Viewing single post of blog Absurdity without art

I’ve been procrastinating for too long, too much cerebral thinking and not enough dumb making (so my tutors are telling me). So I have a concept an feeling which I want to evoke. In short it’s the idea that one can be alive and yet not, stuck in a living limbo. Ever since I was diagnosed I was living my life to a given timeframe, my prognosis, but now that I’ve out lived this I’m in open (blue) water, afloat and all at sea, without reference or sight of land. Sometimes I feel like I’m in a bubble, I’ll zone out, voices become distant and the pit of my stomach feels like a ball of lead. Before I was diagnosed I was a different person, I was a career engineer, I had a clear purpose and I achieved objectives, now I have feelings that I don’t know what to do with. I’ve been told that my cancer free future is predicated upon a bone marrow transplant, a procedure that has a 50% chance of fatality (at least with my complications). So apropos of nothing (certainly not anything to do with the season or Dickens) I want to capture these three ‘ghosts’: past, present and future. The use of three elements has strong ties with mythology (as I suspect Dickens was all too aware). The Greeks called the three who controlled the thread of life of every mortal the three fates; the Spinner (Clotho), the allotter (Lachesis) and the unturnable (Atropos).

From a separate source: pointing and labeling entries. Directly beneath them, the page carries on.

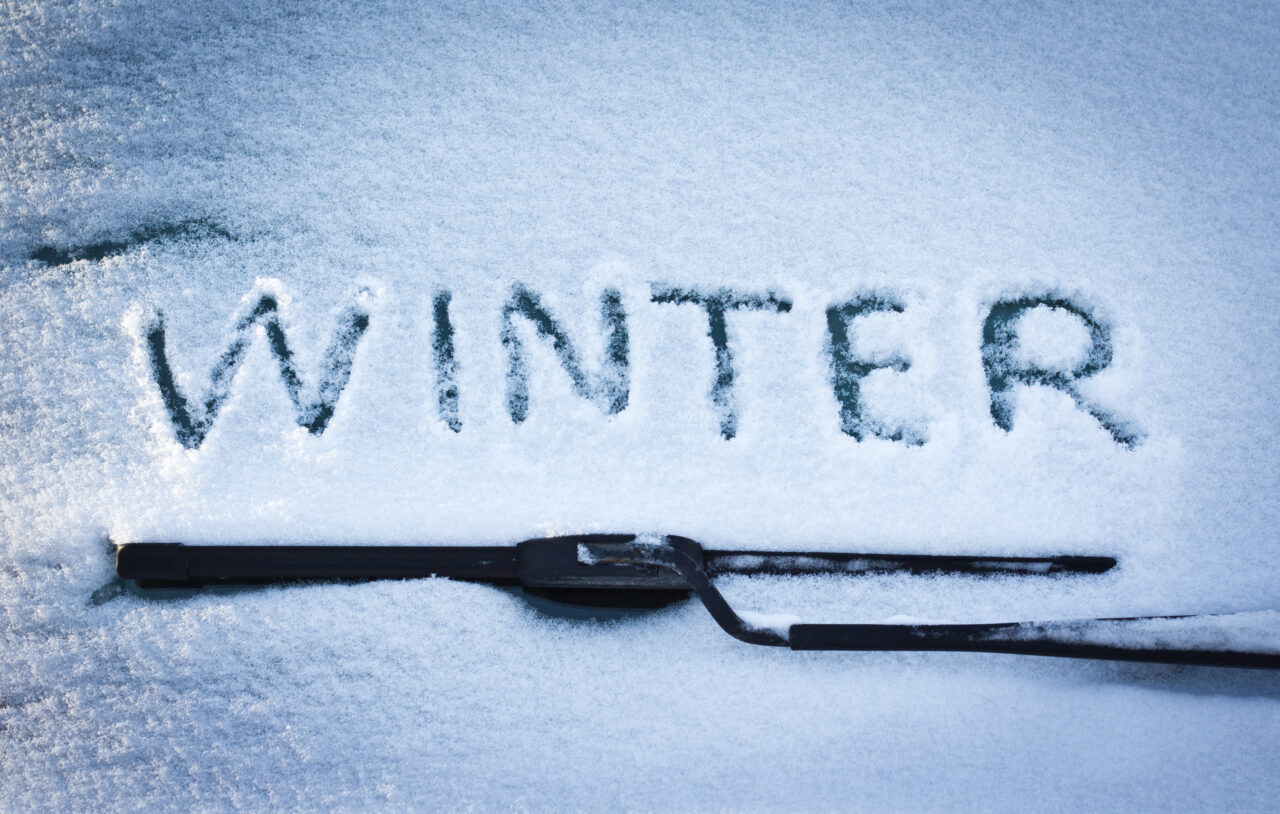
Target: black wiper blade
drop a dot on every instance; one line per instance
(652, 563)
(547, 562)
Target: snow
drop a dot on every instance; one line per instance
(188, 160)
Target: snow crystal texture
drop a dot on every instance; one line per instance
(926, 278)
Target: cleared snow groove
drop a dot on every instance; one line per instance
(193, 421)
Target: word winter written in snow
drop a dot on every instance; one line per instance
(609, 385)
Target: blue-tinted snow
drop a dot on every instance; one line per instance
(1123, 156)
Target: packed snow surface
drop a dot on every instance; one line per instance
(810, 277)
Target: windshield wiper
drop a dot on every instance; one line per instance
(609, 566)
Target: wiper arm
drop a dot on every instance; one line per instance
(627, 562)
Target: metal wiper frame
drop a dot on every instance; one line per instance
(615, 566)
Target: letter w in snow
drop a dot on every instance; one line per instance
(192, 421)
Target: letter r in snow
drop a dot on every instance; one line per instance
(1004, 369)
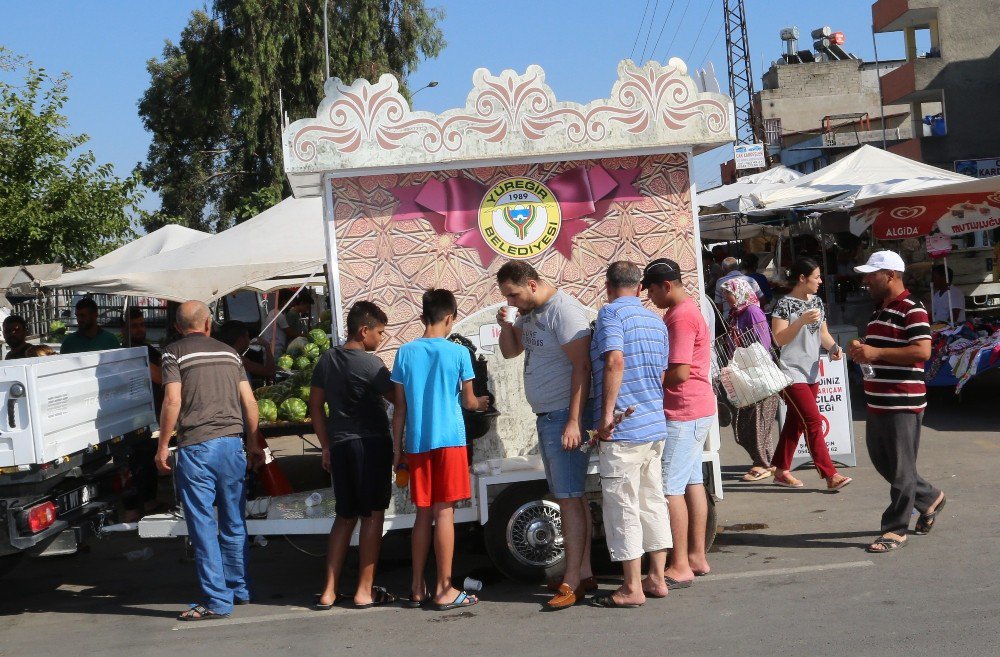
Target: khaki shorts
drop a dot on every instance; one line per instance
(635, 512)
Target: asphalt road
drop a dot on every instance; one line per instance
(790, 577)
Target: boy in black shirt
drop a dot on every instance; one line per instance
(357, 448)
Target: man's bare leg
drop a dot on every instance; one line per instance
(678, 567)
(369, 545)
(420, 547)
(444, 551)
(697, 505)
(654, 585)
(574, 529)
(336, 552)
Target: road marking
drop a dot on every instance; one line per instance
(775, 572)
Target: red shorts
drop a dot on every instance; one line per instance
(439, 476)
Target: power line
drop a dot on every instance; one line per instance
(708, 13)
(652, 19)
(662, 26)
(680, 24)
(639, 31)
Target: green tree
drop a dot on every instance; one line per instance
(213, 107)
(56, 203)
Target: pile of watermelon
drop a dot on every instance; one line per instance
(289, 400)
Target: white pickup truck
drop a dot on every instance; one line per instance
(66, 423)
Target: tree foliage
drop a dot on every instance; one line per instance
(56, 203)
(213, 107)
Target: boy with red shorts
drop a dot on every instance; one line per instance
(433, 380)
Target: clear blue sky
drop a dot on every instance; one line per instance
(105, 44)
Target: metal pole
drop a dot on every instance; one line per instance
(326, 38)
(881, 104)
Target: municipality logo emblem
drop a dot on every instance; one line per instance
(519, 218)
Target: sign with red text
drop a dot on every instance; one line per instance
(834, 401)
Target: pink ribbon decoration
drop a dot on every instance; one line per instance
(452, 205)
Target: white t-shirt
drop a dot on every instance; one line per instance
(274, 335)
(941, 306)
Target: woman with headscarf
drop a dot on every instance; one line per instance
(752, 425)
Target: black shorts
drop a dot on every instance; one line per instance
(362, 475)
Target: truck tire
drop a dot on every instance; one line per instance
(524, 533)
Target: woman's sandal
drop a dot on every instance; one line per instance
(925, 523)
(200, 612)
(885, 544)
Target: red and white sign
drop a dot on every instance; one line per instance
(834, 401)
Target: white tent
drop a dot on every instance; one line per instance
(166, 238)
(867, 172)
(280, 246)
(735, 197)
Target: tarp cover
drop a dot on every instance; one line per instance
(866, 173)
(259, 254)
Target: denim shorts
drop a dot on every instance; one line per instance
(565, 470)
(682, 452)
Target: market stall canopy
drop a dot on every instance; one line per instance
(167, 238)
(278, 248)
(735, 197)
(954, 209)
(866, 173)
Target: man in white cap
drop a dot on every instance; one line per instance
(897, 342)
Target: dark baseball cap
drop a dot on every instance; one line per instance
(660, 270)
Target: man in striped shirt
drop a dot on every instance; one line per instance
(897, 342)
(629, 355)
(208, 398)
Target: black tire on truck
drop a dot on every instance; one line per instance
(523, 535)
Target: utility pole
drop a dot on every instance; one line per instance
(749, 128)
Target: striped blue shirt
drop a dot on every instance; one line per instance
(624, 325)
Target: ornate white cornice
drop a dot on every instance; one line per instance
(366, 128)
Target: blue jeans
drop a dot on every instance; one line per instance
(212, 473)
(682, 452)
(565, 470)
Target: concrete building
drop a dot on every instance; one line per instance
(816, 108)
(959, 75)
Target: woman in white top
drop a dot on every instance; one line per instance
(799, 327)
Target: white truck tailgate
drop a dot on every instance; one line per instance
(55, 406)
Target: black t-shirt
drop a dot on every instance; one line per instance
(353, 382)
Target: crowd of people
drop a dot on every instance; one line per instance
(635, 385)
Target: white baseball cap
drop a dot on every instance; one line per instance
(882, 260)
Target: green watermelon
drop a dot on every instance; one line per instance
(295, 347)
(268, 410)
(293, 409)
(318, 336)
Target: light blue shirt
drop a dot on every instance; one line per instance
(624, 325)
(431, 371)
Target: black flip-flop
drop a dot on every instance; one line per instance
(463, 599)
(891, 544)
(925, 523)
(608, 602)
(203, 614)
(337, 599)
(380, 597)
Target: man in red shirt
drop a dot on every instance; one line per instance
(896, 344)
(689, 405)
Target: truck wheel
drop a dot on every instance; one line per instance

Basically the three witches, sorry my mistake (Shakespearian-slip) the three goddesses were the daughters of Erebus & Nyx (Darkness and Night). They determine each and everyones lifespan, their allotment of misery, and their destiny. Clotho the spinner and youngest (aka Nona by the romans) creates the thread, she decides when someone is born, but also has the power to bring someone back to life (such as Pelops). Therefore she is the bringer of life. The second goddess, Lachesis (AKA Decuma) measures the length of the thread (with a rod), she monitors ones destiny. Lastly there’s the eldest, Atropos (AKA Morta), who deals with the end of life, she carries the shears and the scales, Atropos is capable of cutting ones life short. She chooses the means and ultimate timing of each persons death.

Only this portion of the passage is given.